I never knew this - and I spent my childhood in a neighborhood surrounded by rice paddies :o
I’ve also wondered, why aren’t rice paddies absolutely teeming with mosquito larvae? Being large pools of stagnant water, they ought to be a laying mosquito’s dream come true.

Traditionally, farmers put fish in the water. The fish eat mosquito larvae, as well as snails and algae. Then the farmers can eat the fish. Also note that paddies are generally not permanently flooded. The fields are drained for harvest as well as for transplanting.

Some doubtless are. But a combination of rice/fish culture helps. Azollacover is also supposedly effective.

People also pay 100s of dollars buying homeopathic remedies, tiger bones, auyurvedic remedies and to get stung by bees. Some remedies from ancient Europe, ancient China and ancient India have been shown to have some effects, some have been shown not to, and there is nothing indicating that the ancient evaluation was any better in any of those areas.

That you can use leeches to improve blood flow to reattached fingers doesn’t mean medieval European doctors were on to something with blood letting. And that people are now embracing some herbs and spices from ayurvedic medicine, even if that eventually leads to some solid scientific evidence (there’s still only maybes), doesn’t mean the whole system was justified.

Rice is grown throughout northern India as well, wherever irrigation permits it. It’s more that you can’t grow wheat in the south than that you can’t grow rice in the north.

Sure. Now what makes you think that Europeans didn’t wash their hands before delivering babies, while the Chinese did?

If you’re thinking about the famous Semmelweis story, you’re forgetting the part where Semmelweis noted that deliveries in a hospital resulted in worse outcomes than deliveries by midwives at home. Now, if Europeans always delivered babies with shit-encrusted hands, why was it that the midwives did better than the doctors?

It wasn’t like Semmelweis was comparing European vs Chinese maternity practices, and found that the Chinese did better. He was comparing Viennese doctors who worked in charity hospitals vs Viennese midwives.

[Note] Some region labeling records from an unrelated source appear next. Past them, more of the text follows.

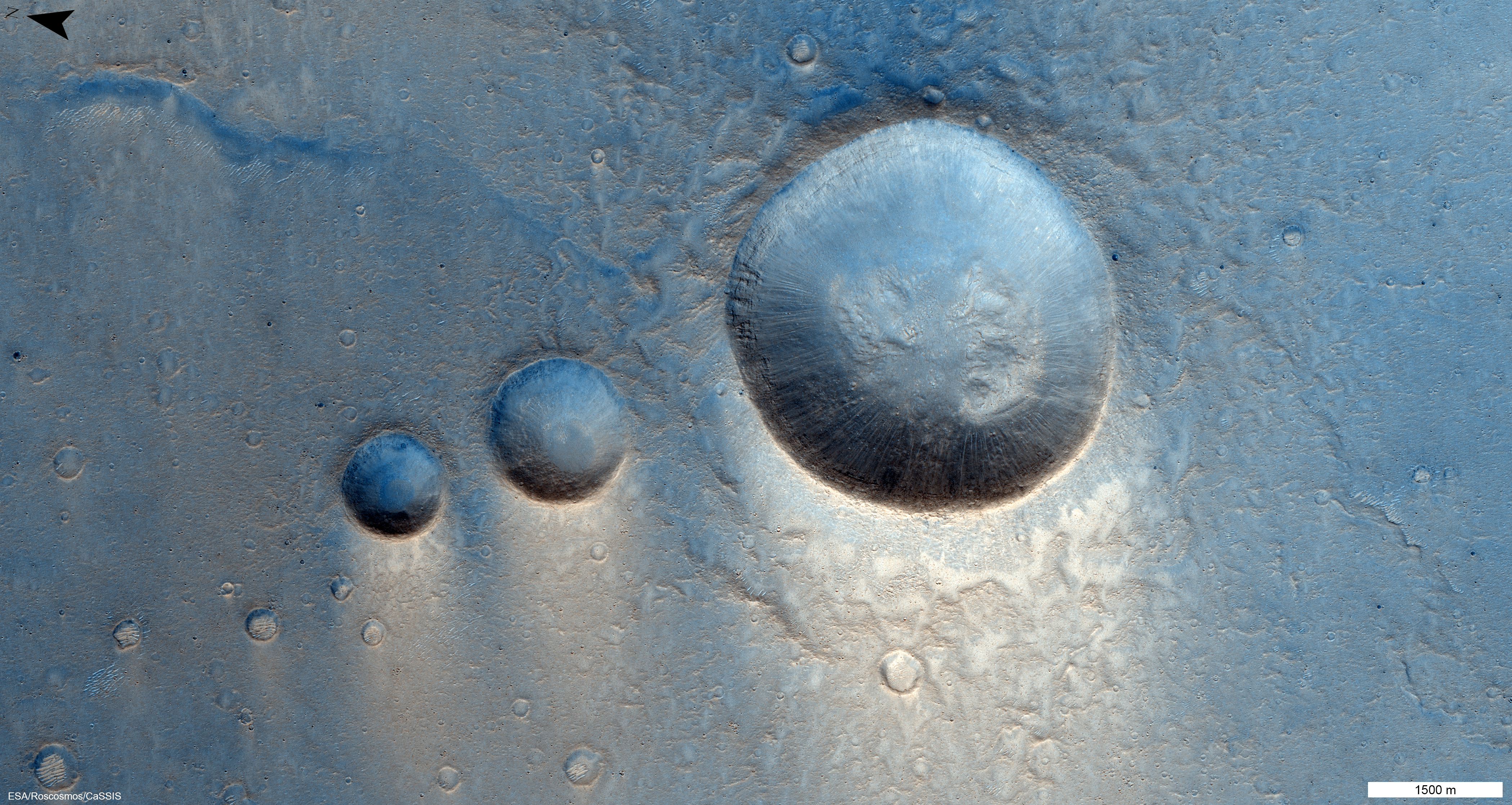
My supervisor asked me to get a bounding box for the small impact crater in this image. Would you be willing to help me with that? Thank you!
[488,357,624,502]
[246,607,278,641]
[881,650,924,693]
[111,617,142,649]
[342,433,446,537]
[32,743,78,791]
[53,446,85,481]
[562,747,603,785]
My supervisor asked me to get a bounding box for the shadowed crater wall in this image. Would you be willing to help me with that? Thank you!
[727,121,1111,510]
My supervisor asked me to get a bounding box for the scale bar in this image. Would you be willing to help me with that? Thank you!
[1365,781,1502,799]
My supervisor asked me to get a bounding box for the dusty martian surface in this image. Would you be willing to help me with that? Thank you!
[0,0,1512,805]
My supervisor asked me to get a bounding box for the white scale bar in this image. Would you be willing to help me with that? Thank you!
[1365,782,1502,799]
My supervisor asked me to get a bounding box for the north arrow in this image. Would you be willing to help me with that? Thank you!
[27,10,73,39]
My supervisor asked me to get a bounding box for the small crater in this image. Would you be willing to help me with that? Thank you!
[488,357,624,502]
[53,446,85,481]
[881,650,924,693]
[32,743,78,791]
[111,617,142,649]
[246,607,278,641]
[342,433,446,536]
[788,33,820,63]
[562,749,603,785]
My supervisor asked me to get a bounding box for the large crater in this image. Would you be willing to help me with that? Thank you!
[729,121,1111,510]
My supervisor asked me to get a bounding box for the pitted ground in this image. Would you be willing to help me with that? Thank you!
[0,0,1512,802]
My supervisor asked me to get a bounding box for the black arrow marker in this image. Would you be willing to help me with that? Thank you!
[27,10,73,39]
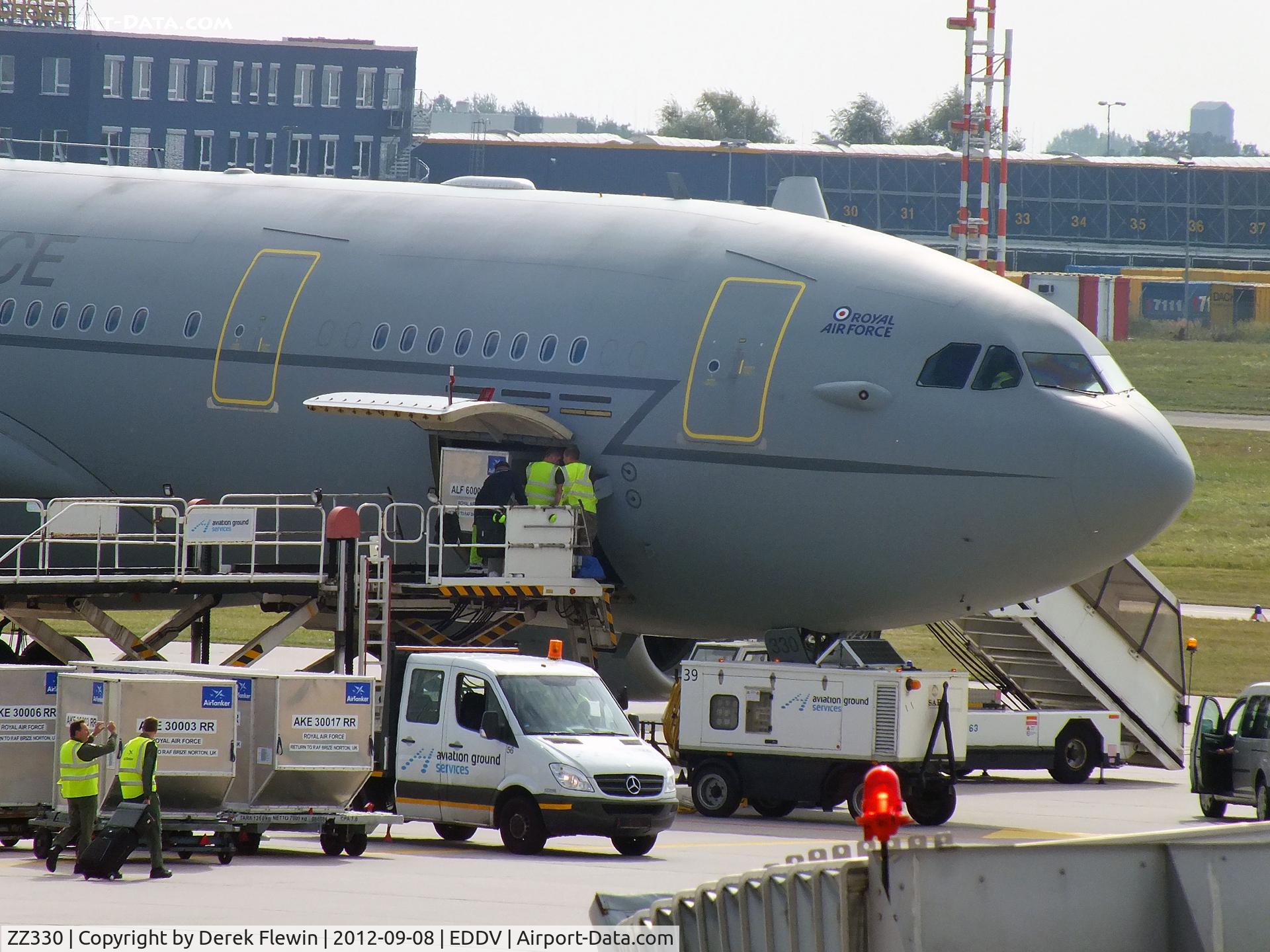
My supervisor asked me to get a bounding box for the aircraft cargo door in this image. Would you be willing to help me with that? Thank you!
[683,278,806,443]
[212,247,321,407]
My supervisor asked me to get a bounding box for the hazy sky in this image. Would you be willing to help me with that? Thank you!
[81,0,1270,151]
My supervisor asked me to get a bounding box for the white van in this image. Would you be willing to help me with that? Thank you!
[389,651,678,855]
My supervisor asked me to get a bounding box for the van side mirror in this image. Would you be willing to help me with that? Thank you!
[480,711,518,748]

So, should you wash your hands before you help deliver a baby? Yes! Good idea! Did the Chinese wash the shit off hands for millennia, while the ignorant Europeans didn’t? No, because the practice of not washing your hands was a particular practice of certain doctors in the 1840s. And for almost all of European history doctors did not help deliver babies.

Attributing China’s higher population to better cleanliness is very silly.

Attributing it to any medical practice is silly. For much of history, most people never consulted a medical professional in their entire lives. Either they didn’t exist yet or only the rich could afford them. As several people said above, it’s all about how much food they could grow. Everything else is noise in the data.

Some people have the attitude of, “Whatever is foreign and exotic is good, whatever is domestic and boring is ineffective.”